Hi I'm trying to import csv and parse array data in a specific column.
My csv data is like this.
TXN_TIME|TENANT_ID|TAG_ID|TAG_VALUE
2019-06-14 10:00:00.693|T00|GTW000000007-001-1|[[1.9744,3.0427,1.9170],[1.9743,3.0061,1.9171],[1.9109,3.0061,1.8107],[1.9109,2.9267,1.9280],[1.9109,2.9267,1.8376],[1.9243,2.9353,1.8376],[1.9243,2.9670,1.8376],[1.9243,2.9670,1.8486],[1.9316,2.9670,1.8486],[1.9402,2.9670,1.8486],[1.9524,2.9670,1.8486],[1.9597,2.9133,1.8486],[1.9597,2.9853,1.8486],
....(so many arrays here!)......
[1.9756,2.9560,1.7949],[1.9719,2.9560,1.7949],[1.9719,2.9585,1.9731],[1.9609,2.9585,1.9731],[1.9243,2.9560,1.9621],[1.9365,2.9585,1.8864],[1.9365,2.9573,1.8584],[1.9670,2.9573,1.8584],[1.9670,2.9536,1.8767]]
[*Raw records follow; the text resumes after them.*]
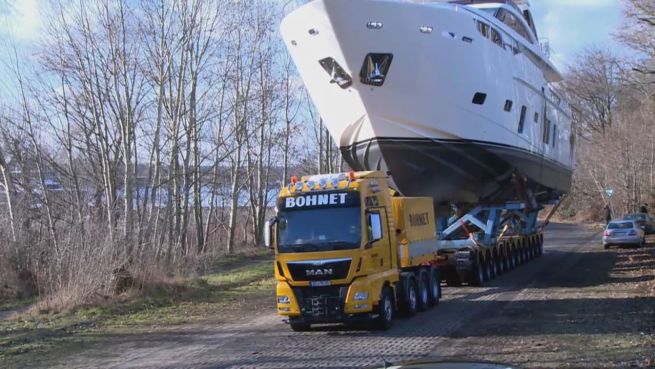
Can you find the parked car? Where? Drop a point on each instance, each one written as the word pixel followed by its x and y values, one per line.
pixel 623 232
pixel 643 220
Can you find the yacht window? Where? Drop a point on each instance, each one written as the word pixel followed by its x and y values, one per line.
pixel 554 134
pixel 547 131
pixel 508 105
pixel 336 72
pixel 496 38
pixel 479 98
pixel 375 69
pixel 515 46
pixel 483 28
pixel 524 111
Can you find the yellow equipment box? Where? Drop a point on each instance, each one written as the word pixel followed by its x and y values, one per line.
pixel 418 232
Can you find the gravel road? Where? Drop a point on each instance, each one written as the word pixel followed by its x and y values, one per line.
pixel 576 306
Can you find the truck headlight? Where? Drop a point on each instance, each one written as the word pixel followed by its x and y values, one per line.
pixel 283 300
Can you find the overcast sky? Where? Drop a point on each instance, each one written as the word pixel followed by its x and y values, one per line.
pixel 569 25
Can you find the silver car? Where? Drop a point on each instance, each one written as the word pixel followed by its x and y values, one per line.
pixel 623 232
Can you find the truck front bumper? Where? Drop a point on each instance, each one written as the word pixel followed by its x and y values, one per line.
pixel 321 304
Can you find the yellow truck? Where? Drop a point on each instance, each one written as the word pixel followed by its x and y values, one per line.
pixel 349 249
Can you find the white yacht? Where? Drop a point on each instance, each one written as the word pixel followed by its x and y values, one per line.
pixel 452 97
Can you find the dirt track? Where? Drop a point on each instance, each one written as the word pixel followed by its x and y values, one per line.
pixel 576 306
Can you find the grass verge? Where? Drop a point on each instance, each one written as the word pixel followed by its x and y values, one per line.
pixel 236 283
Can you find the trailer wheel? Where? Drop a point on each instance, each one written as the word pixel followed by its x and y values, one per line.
pixel 520 251
pixel 435 286
pixel 476 276
pixel 385 317
pixel 506 259
pixel 492 271
pixel 423 301
pixel 410 298
pixel 298 325
pixel 498 260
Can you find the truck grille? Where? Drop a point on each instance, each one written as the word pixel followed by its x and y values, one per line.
pixel 319 270
pixel 321 302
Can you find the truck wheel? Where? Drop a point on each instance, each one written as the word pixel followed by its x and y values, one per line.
pixel 423 292
pixel 410 299
pixel 298 325
pixel 435 287
pixel 385 317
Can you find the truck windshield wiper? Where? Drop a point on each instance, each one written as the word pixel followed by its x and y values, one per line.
pixel 341 244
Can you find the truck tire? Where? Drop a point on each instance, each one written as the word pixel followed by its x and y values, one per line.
pixel 423 301
pixel 435 286
pixel 385 312
pixel 410 298
pixel 298 325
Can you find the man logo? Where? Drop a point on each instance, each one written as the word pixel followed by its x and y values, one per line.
pixel 318 272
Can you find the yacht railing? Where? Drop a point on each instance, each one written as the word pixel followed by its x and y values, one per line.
pixel 291 5
pixel 544 43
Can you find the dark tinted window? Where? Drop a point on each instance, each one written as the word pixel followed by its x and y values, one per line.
pixel 620 225
pixel 496 38
pixel 483 28
pixel 547 131
pixel 336 72
pixel 554 134
pixel 524 111
pixel 307 230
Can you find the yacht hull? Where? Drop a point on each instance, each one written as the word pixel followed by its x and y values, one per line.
pixel 453 114
pixel 458 171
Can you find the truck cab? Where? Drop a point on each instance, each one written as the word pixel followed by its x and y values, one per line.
pixel 337 256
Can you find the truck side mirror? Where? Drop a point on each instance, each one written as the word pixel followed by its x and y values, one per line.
pixel 374 223
pixel 268 232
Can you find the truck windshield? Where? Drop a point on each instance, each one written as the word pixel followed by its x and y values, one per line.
pixel 319 229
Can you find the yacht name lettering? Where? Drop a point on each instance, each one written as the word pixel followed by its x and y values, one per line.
pixel 315 200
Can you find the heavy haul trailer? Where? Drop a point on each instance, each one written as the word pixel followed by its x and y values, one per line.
pixel 349 249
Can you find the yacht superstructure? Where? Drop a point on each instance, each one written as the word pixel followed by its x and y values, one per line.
pixel 455 94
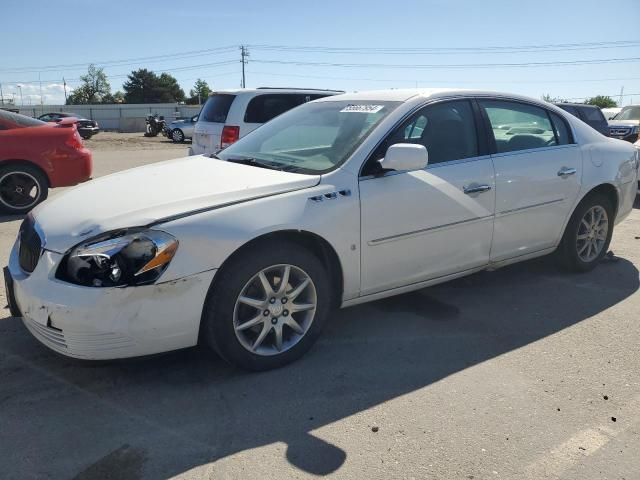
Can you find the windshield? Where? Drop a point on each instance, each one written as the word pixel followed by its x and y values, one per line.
pixel 628 113
pixel 312 138
pixel 20 120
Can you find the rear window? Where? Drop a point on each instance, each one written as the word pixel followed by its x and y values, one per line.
pixel 19 120
pixel 217 108
pixel 570 109
pixel 263 108
pixel 593 114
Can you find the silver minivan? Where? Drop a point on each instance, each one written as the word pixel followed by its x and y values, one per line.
pixel 230 114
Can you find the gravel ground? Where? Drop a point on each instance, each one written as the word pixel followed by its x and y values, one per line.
pixel 523 373
pixel 109 141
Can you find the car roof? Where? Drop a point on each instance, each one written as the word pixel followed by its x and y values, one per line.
pixel 310 91
pixel 405 94
pixel 578 105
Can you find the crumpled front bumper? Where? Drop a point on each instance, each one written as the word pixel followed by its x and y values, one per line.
pixel 107 323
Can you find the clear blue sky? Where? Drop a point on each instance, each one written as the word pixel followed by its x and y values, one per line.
pixel 37 34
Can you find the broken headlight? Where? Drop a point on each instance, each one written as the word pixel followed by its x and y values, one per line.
pixel 125 257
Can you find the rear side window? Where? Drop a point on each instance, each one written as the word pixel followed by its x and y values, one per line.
pixel 518 126
pixel 570 109
pixel 563 134
pixel 217 108
pixel 263 108
pixel 19 120
pixel 592 114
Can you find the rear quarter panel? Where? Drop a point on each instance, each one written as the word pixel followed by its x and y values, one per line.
pixel 45 147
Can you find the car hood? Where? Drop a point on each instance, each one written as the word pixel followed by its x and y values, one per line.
pixel 148 194
pixel 623 123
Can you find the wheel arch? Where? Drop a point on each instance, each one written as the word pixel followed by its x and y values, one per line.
pixel 607 189
pixel 19 162
pixel 313 242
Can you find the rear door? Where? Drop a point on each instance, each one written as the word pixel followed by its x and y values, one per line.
pixel 538 170
pixel 434 222
pixel 208 130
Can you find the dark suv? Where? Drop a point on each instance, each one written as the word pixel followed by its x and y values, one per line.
pixel 589 114
pixel 626 124
pixel 86 128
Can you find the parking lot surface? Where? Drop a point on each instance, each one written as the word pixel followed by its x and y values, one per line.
pixel 525 372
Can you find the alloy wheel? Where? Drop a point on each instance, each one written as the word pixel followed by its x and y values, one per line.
pixel 275 310
pixel 593 230
pixel 19 190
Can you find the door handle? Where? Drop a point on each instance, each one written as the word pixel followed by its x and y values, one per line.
pixel 564 172
pixel 469 189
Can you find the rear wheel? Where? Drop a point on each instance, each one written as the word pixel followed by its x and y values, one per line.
pixel 22 187
pixel 588 234
pixel 268 307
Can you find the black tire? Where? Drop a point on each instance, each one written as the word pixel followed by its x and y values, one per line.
pixel 33 185
pixel 177 136
pixel 217 329
pixel 567 253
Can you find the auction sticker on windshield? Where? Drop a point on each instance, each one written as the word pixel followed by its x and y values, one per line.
pixel 362 109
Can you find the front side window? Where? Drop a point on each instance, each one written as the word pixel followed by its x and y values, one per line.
pixel 518 126
pixel 313 138
pixel 217 108
pixel 593 114
pixel 447 130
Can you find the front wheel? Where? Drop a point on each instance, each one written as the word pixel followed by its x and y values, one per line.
pixel 177 136
pixel 267 307
pixel 588 234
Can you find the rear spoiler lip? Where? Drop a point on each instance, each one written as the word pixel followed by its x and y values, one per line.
pixel 67 122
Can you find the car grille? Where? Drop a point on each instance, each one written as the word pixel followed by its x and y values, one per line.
pixel 30 246
pixel 619 131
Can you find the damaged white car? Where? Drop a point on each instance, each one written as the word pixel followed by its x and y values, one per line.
pixel 342 200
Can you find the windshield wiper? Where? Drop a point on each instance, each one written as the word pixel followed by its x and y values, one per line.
pixel 254 163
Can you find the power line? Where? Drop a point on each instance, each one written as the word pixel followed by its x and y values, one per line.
pixel 451 66
pixel 451 50
pixel 121 62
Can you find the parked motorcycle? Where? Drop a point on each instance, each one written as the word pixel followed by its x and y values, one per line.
pixel 155 125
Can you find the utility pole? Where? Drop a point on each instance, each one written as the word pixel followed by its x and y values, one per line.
pixel 621 94
pixel 244 54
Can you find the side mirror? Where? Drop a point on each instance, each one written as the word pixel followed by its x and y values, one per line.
pixel 405 156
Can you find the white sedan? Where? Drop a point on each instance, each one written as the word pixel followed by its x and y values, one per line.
pixel 340 201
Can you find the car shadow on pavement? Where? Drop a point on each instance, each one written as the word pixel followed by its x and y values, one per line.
pixel 162 416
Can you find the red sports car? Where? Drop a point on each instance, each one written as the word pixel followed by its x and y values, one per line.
pixel 36 156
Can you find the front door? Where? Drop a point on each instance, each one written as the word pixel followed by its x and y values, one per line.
pixel 538 169
pixel 433 222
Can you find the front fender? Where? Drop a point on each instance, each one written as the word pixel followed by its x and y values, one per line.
pixel 209 238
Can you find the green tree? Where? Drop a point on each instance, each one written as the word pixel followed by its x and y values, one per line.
pixel 168 89
pixel 94 88
pixel 602 101
pixel 139 86
pixel 199 93
pixel 144 86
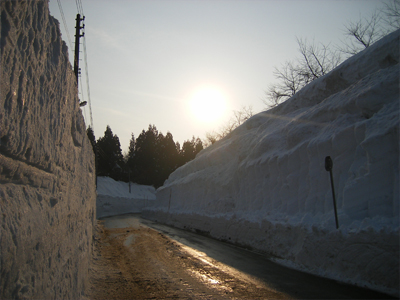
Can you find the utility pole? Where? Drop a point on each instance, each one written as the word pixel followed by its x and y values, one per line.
pixel 78 35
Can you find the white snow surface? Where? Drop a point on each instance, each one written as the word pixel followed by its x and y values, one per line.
pixel 265 185
pixel 114 198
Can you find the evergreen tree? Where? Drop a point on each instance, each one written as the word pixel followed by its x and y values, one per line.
pixel 190 150
pixel 110 159
pixel 145 157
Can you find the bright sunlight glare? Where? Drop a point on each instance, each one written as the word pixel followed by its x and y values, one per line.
pixel 208 104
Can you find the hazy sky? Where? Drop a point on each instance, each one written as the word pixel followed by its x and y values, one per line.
pixel 147 60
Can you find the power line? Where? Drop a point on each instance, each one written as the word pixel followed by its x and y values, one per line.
pixel 79 6
pixel 65 23
pixel 87 81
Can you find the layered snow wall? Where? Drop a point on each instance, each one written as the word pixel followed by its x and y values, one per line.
pixel 47 180
pixel 117 197
pixel 265 185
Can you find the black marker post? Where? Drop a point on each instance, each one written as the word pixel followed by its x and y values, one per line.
pixel 328 167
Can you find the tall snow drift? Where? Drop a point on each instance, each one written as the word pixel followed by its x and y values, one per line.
pixel 265 185
pixel 47 180
pixel 118 198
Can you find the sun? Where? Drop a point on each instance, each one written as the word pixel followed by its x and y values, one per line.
pixel 208 104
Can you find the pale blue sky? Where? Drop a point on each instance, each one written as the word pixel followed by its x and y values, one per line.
pixel 146 58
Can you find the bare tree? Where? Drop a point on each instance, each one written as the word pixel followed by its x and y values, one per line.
pixel 238 118
pixel 315 61
pixel 290 82
pixel 362 34
pixel 392 12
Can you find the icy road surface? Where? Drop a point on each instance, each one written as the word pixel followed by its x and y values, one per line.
pixel 139 259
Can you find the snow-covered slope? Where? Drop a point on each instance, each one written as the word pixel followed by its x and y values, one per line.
pixel 114 198
pixel 47 170
pixel 265 185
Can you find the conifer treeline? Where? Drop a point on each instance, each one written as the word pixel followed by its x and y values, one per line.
pixel 151 157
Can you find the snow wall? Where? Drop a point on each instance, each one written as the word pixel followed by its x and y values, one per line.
pixel 47 182
pixel 114 198
pixel 265 185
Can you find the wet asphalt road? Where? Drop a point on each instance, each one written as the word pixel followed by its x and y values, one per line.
pixel 251 266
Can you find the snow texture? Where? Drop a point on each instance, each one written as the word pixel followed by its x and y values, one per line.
pixel 113 197
pixel 47 180
pixel 265 185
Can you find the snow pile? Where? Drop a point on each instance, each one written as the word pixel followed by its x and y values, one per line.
pixel 265 185
pixel 47 170
pixel 113 197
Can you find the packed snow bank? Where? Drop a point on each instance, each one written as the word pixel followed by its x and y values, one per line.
pixel 47 180
pixel 114 198
pixel 265 185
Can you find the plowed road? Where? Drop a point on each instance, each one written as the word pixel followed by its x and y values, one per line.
pixel 139 259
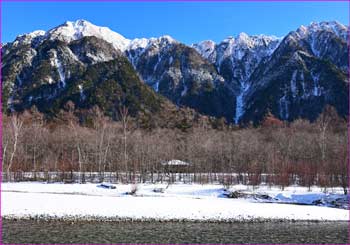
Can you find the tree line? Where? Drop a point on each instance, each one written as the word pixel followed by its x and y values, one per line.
pixel 274 153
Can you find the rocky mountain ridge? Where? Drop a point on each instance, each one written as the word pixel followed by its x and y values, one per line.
pixel 240 78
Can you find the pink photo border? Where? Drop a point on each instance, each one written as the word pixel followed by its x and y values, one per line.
pixel 1 168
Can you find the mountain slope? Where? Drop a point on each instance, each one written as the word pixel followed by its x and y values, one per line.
pixel 240 78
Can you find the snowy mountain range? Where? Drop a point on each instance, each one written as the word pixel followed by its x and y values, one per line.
pixel 240 78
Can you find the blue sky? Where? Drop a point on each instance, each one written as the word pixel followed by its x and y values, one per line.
pixel 189 22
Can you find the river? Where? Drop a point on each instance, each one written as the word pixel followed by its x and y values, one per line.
pixel 25 231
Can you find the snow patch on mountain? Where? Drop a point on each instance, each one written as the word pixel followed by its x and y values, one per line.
pixel 71 31
pixel 57 63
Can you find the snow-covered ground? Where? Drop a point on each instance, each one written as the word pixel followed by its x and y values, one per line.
pixel 177 202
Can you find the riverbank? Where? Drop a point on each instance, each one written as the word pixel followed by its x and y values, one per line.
pixel 178 202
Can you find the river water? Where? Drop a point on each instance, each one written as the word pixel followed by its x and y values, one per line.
pixel 22 231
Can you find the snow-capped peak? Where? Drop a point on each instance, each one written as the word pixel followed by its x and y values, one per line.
pixel 331 26
pixel 205 48
pixel 144 43
pixel 70 31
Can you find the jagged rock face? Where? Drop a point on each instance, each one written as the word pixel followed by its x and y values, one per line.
pixel 88 71
pixel 239 78
pixel 179 73
pixel 236 58
pixel 307 71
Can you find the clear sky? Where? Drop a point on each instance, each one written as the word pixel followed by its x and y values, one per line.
pixel 189 22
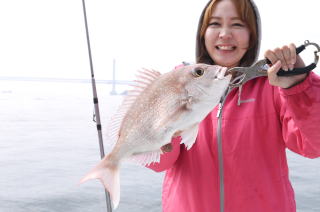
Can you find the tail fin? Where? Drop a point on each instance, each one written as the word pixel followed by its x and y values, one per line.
pixel 109 176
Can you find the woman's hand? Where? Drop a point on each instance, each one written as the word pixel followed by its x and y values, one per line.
pixel 287 59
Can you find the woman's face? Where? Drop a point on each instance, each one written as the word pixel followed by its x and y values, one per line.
pixel 227 37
Each array element means [x_axis, y_axis, z_axis], so I want to split those arrays by each axis.
This is my logstash conf file.
input {
file {
path => ["C:/Users/Desktop/3axis_MultiTagDataList-test.csv"]
start_position => "beginning"
sincedb_path => "nul"
}
}
filter {
csv {
separator => "|"
skip_header => true
columns => ["TXN_TIME","TENANT_ID","TAG_ID","TAG_VALUE"]
}
mutate{convert=>["TENANT_ID","string"]}
mutate{convert=>["TAG_ID","string"]}
mutate{strip => ["TAG_VALUE"]}
grok{
break_on_match => false
match=>{"TAG_VALUE"=>"\[(?<x_axis>\d*.\d*),(?<y_axis>\d*.\d*),(?<z_axis>\d*.\d*)\]"}
}
mutate {
remove_field => ["message"]
}
}
output {
elasticsearch {
hosts => "http://localhost:9200"
index => "my_multiaxis_test_06"
}
stdout {
codec => rubydebug
}
}
What I expect first was that, I could use grok match regex to directly extract x/y/z axis data from each array element, and I thought regex pattern continues to check every element array that matches [x_axis, y_axis, z_axis] in "TAG_VALUE" field by using 'break_on_match' set to false.
But, I saw only the first element ([1.9744,3.0427,1.9170]) is parsed into x_axis, y_axis, z_axis fields.
What's wrong with my script and how can I make grok match regex check all the arrays in array and finally collect the values in each axis field?
I want the result like this,
"@timestamp" => 2019-10-23T05:52:43.495Z
"x_axis" =>
[0] => 1.9744
[1] => 1.9109
[2] => 1.9109
...
[255] => 1.9670
"y_axis" =>
[0] => 3.0061
[1] => 3.0061
[2] => 2.9267
...
[255] =>2.9536
"z_axis" =>
[0] => 1.9171
[1] => 1.8107
[2] => 2.9267
...
[255] =>1.8767
x_axis, y_axis, z_axis fields should be double array type.
Help me, I kinda desperate to figure out.